Akhila R, a dermatologist said, “People have become aware about the harm UV rays cause to their skin. We suggest our patients apply sunscreen everyday religiously and some people I know have been following the advice for the last few years.”
National Centre for Environmental Health defines UV radiation as a form of non-ionizing radiation that is emitted by the sun. UV radiation is classified into three categories- Ultraviolet A (UV A), Ultraviolet B (UV B) And Ultraviolet C (UV C). These groups are based on their wavelengths, which is measured in nanometres. All of the UVC and most of the UVB radiations are absorbed by the Earth’s Ozone layer, so the UV radiation received on Earth is UVA. UVA and UVB radiation can both affect health. Even though UVA radiation is weaker than UVB, it penetrates deeper in the skin and is more constant throughout the year.

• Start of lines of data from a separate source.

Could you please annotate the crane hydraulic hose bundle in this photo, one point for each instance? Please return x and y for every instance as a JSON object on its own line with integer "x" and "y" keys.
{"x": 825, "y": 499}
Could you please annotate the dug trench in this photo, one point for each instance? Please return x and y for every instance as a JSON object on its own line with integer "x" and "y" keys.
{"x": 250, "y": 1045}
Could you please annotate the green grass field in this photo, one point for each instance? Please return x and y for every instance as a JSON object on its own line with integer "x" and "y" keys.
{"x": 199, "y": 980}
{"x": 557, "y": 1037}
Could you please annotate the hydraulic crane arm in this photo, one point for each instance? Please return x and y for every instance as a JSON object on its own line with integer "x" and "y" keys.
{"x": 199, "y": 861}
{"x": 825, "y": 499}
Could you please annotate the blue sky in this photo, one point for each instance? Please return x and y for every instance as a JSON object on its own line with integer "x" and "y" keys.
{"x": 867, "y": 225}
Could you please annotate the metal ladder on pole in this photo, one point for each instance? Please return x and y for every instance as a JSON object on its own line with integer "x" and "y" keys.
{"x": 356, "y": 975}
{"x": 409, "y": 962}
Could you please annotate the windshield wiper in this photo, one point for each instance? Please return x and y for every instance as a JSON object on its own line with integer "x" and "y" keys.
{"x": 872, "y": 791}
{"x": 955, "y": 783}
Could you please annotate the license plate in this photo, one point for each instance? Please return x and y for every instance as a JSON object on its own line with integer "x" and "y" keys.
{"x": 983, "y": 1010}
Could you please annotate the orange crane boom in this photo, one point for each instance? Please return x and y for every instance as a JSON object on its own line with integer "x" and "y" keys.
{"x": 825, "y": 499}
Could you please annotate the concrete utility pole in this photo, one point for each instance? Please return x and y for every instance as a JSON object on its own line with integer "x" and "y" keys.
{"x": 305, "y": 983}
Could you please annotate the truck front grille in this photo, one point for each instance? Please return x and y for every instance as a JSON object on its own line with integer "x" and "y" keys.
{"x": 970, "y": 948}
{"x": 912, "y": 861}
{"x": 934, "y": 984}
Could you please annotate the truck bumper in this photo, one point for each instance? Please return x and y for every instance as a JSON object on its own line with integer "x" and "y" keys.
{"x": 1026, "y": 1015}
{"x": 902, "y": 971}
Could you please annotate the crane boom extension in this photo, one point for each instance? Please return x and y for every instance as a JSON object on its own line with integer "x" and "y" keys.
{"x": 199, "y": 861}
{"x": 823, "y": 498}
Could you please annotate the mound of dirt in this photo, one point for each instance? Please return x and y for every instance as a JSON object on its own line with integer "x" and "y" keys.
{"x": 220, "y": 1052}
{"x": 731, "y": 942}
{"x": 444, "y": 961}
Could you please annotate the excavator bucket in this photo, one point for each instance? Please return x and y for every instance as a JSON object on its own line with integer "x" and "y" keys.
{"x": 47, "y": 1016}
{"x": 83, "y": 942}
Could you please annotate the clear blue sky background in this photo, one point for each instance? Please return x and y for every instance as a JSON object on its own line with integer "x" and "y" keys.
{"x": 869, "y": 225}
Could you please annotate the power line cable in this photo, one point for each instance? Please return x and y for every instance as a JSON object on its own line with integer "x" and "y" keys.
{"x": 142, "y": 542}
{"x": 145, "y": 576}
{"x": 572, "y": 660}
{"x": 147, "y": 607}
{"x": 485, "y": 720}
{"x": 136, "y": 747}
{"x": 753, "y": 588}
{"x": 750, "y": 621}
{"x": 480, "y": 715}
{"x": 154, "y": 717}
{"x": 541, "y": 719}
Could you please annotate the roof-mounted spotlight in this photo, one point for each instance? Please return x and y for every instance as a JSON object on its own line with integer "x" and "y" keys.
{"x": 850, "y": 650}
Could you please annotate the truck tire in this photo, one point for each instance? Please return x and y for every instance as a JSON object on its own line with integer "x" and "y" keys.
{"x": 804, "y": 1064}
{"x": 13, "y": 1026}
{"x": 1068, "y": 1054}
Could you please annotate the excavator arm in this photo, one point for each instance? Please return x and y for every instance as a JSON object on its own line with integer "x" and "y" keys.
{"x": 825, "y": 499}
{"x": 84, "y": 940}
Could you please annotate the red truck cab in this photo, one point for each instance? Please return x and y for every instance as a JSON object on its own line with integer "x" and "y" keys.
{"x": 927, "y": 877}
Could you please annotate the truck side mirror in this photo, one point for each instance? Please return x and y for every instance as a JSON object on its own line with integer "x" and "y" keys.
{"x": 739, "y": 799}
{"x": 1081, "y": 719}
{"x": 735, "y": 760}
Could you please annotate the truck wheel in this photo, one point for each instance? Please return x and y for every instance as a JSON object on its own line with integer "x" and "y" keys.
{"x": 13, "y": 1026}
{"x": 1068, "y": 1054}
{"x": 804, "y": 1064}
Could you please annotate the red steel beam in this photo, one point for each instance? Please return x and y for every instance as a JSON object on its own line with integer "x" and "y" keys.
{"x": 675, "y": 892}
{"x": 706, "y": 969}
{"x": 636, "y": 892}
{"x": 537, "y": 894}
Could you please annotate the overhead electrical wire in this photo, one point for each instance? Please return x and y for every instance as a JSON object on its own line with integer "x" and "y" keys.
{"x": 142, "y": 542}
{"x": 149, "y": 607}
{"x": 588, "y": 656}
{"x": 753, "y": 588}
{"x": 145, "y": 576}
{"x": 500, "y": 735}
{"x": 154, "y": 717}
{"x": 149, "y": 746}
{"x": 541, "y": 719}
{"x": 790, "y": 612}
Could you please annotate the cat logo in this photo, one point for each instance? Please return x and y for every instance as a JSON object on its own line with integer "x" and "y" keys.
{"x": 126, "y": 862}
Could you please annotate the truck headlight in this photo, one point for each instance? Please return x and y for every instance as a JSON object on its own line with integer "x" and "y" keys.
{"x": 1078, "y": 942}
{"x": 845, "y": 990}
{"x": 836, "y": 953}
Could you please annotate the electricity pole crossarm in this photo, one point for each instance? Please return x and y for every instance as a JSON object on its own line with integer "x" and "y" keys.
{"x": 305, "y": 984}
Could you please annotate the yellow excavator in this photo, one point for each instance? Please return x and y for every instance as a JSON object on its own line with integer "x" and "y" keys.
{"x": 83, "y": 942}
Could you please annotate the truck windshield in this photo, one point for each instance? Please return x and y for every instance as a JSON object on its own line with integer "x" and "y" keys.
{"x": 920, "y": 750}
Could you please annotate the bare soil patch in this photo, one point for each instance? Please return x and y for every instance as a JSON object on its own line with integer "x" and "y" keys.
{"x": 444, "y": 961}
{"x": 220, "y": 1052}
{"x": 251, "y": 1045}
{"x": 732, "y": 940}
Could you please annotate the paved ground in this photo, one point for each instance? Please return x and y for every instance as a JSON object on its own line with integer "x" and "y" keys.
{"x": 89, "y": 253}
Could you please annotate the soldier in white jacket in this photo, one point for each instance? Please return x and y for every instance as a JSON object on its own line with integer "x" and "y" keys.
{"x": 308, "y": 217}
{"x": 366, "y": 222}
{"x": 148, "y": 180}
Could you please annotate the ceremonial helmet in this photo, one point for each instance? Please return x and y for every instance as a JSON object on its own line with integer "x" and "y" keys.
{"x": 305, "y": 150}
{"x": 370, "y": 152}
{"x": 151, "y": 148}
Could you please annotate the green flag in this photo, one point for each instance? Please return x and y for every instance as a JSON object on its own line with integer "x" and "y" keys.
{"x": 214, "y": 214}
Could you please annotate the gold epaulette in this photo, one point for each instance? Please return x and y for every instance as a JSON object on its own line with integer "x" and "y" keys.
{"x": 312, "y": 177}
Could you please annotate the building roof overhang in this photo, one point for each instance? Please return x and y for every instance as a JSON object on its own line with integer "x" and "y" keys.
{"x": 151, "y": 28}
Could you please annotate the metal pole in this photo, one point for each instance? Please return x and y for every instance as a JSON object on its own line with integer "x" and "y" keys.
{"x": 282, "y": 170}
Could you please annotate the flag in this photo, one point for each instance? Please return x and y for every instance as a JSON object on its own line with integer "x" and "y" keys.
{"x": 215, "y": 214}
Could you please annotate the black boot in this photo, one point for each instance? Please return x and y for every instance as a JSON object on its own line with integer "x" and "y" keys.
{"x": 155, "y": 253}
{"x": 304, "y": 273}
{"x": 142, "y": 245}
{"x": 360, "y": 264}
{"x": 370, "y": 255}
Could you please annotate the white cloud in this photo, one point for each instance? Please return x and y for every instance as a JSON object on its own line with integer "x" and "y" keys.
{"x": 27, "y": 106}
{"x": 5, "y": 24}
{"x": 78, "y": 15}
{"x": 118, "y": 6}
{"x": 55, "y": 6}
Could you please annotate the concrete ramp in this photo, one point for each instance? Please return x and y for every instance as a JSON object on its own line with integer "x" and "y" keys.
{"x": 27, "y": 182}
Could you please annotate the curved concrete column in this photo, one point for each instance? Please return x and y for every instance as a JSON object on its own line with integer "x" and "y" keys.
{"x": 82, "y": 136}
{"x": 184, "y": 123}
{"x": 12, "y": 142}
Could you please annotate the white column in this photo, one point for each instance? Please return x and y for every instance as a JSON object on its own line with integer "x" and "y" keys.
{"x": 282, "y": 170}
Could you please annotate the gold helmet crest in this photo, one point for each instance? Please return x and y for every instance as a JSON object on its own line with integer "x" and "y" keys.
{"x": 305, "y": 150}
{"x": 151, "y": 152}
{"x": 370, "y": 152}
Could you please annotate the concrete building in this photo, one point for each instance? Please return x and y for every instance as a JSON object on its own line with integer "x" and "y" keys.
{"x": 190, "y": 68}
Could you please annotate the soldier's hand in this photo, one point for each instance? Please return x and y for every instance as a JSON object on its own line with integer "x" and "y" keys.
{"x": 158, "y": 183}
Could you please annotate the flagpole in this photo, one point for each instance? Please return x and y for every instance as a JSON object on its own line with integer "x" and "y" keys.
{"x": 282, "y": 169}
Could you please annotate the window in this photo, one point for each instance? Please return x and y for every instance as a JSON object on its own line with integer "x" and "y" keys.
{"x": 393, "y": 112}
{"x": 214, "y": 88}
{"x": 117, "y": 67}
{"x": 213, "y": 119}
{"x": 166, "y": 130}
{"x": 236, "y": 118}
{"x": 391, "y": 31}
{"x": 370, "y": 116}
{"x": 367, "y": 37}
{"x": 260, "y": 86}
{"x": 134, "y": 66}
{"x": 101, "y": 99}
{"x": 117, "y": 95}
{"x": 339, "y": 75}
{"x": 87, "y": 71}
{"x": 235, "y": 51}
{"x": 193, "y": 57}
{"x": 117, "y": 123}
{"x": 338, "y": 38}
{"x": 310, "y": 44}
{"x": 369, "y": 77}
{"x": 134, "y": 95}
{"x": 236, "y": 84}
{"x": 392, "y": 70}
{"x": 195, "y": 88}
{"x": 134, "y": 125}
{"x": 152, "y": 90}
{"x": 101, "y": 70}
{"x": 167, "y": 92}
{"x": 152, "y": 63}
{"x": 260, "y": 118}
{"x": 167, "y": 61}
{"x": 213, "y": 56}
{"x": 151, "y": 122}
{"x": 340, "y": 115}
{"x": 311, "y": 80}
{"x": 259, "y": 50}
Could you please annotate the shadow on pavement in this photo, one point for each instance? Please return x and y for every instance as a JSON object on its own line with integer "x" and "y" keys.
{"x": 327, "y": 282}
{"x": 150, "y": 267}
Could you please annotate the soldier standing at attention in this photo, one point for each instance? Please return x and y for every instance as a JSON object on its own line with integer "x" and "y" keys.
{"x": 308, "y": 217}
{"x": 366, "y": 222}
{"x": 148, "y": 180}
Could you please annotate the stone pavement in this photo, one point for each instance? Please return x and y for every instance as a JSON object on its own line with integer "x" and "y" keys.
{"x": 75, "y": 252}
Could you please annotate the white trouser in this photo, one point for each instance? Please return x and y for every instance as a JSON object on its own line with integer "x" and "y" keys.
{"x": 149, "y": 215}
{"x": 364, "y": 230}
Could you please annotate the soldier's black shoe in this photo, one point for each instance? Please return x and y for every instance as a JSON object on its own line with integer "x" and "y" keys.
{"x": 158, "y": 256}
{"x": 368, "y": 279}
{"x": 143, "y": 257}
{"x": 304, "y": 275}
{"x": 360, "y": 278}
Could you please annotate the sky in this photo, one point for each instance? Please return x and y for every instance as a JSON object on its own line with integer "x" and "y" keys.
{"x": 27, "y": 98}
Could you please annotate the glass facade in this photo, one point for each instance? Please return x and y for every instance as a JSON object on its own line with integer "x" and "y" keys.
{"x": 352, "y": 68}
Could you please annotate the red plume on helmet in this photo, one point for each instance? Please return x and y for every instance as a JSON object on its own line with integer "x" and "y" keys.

Exposure to UV rays can cause several skin issues including premature aging and skin cancer. Pallavi, a dermatologist at Skinclan said, “There is a need to apply sunscreen even when staying indoors. We have advised our patients to apply sunscreen thrice in a day even during lockdowns.”

Saumya Sumu, an eczema patient said, “I have very sensitive skin. I apply sunscreen every day in an appropriate amount. I have been advised by my dermatologist to reapply every two hours.”

Aditi Rai, another patient said, “I have PCOD and I get very severe breakouts. I skip skincare when I get painful cysts but i still apply sunscreen to protect my skin.”

Basilraj P, a climate change researcher in Arabesque, a global asset managing firm said “Kyoto protocol has been a major part in tearing down the ozone layer and thus UV radiations have been really high due to industrialization and high population density and lot of other reasons too.”